Kermit Nolan, as Attorney-in-Fact 08/02/2017
**Signature of Reporting Person Date

Explanation of Responses:

* If the form is filed by more than one reporting person, see Instruction 5(b)(v).
** Intentional misstatements or omissions of facts constitute Federal Criminal Violations.

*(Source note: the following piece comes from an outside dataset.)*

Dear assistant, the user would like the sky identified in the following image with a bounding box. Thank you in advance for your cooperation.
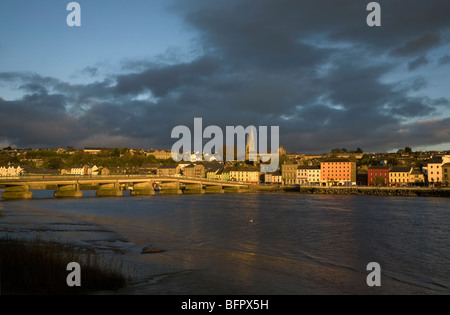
[0,0,450,153]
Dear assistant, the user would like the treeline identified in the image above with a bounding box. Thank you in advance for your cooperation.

See 18 U.S.C. 1001 and 15 U.S.C. 78ff(a).
(1) Includes (i) 1,396 shares that were acquired pursuant to the Issuer's employee stock purchase plan; (ii) 4,868 shares that were acquired upon delivery of vested deferred stock units; and (iii) 9,002 shares underlying deferred stock units that are not yet vested and deliverable.
(2) 1/3rd of the 23,500 shares subject to the option granted on 1/28/13 vested and became exercisable on 11/12/13 and 1/36th of the shares subject to the option vested and became exercisable on the 12th day of each month thereafter until fully vested on 11/12/15.
(3) Does not include 17,720 shares underlying the option that were previously exercised and sold.
(4) 1/12th of the 573 shares subject to the option granted on 10/28/13 vested and became exercisable each quarter commencing on 1/28/14 until fully vested on 10/28/16.
(5) Does not include 286 shares underlying the option that were previously exercised and sold.
(6) 1/12th of the 573 shares subject to the option granted on 1/27/14 vested and became exercisable each quarter commencing on 4/27/14 until fully vested on 1/27/17.
(7) Does not include 238 shares underlying the option that were previously exercised and sold.
(8) 1/12th of the 573 shares subject to the option granted on 4/28/14 vested and became exercisable each quarter commencing on 7/28/14 until fully vested on 4/28/17.
(9) Does not include 191 shares underlying the option that were previously exercised and sold.
(10) 1/12th of the 574 shares subject to the option granted on 8/01/14 vested and became exercisable each quarter commencing on 11/01/14 until fully vested on 8/01/17.
(11) Does not include 143 shares underlying the option that were previously exercised and sold.
(12) 1/12th of the 322 shares subject to the option granted on 10/24/14 vested or shall vest and became or shall become exercisable each quarter commencing on 1/24/15 until fully vested on 10/24/17.
(13) Does not include 53 shares underlying the option that were previously exercised and sold.
(14) 1/12th of the 322 shares subject to the option granted on 1/30/15 vested or shall vest and became or shall become exercisable each quarter commencing on 4/30/15 until fully vested on 1/30/18.
(15) Does not include 26 shares underlying the option that were previously exercised and sold.
(16) 1/12th of the 322 shares subject to the option granted on 4/24/15 vested or shall vest and became or shall become exercisable each quarter commencing on 7/24/15 until fully vested on 4/24/18.
(17) 1/12th of the 322 shares subject to the option granted on 7/31/15 vested or shall vest and became or shall become exercisable each quarter commencing on 10/31/15 until fully vested on 7/31/18.
(18) 1/12th of the 704 shares subject to the option granted on 10/23/15 vested or shall vest and became or shall become exercisable each quarter commencing on 1/23/16 until fully vested on 10/23/18.
(19) 1/12th of the 705 shares subject to the option granted on 1/29/16 vested or shall vest and became or shall become exercisable each quarter commencing on 4/29/16 until fully vested on 1/29/19.
(20) 1/12th of the 705 shares subject to the option granted on 4/29/16 vested or shall vest and became or shall become exercisable each quarter commencing on 7/29/16 until fully vested on 4/29/19.
(21) 1/12th of the 705 shares subject to the option granted on 7/29/16 vested or shall vest and became or shall become exercisable each quarter commencing on 10/29/16 until fully vested on 7/29/19.
 
Remarks:
The reporting person is the Vice President and General Manager of the PC division.

Exhibit List

Exhibit 24 - Limited Power of Attorney

Note: File three copies of this Form, one of which must be manually signed. If space is insufficient, See Instruction 6 for procedure.

Potential persons who are to respond to the collection of information contained in this form are not required to respond unless the form displays a currently valid OMB number.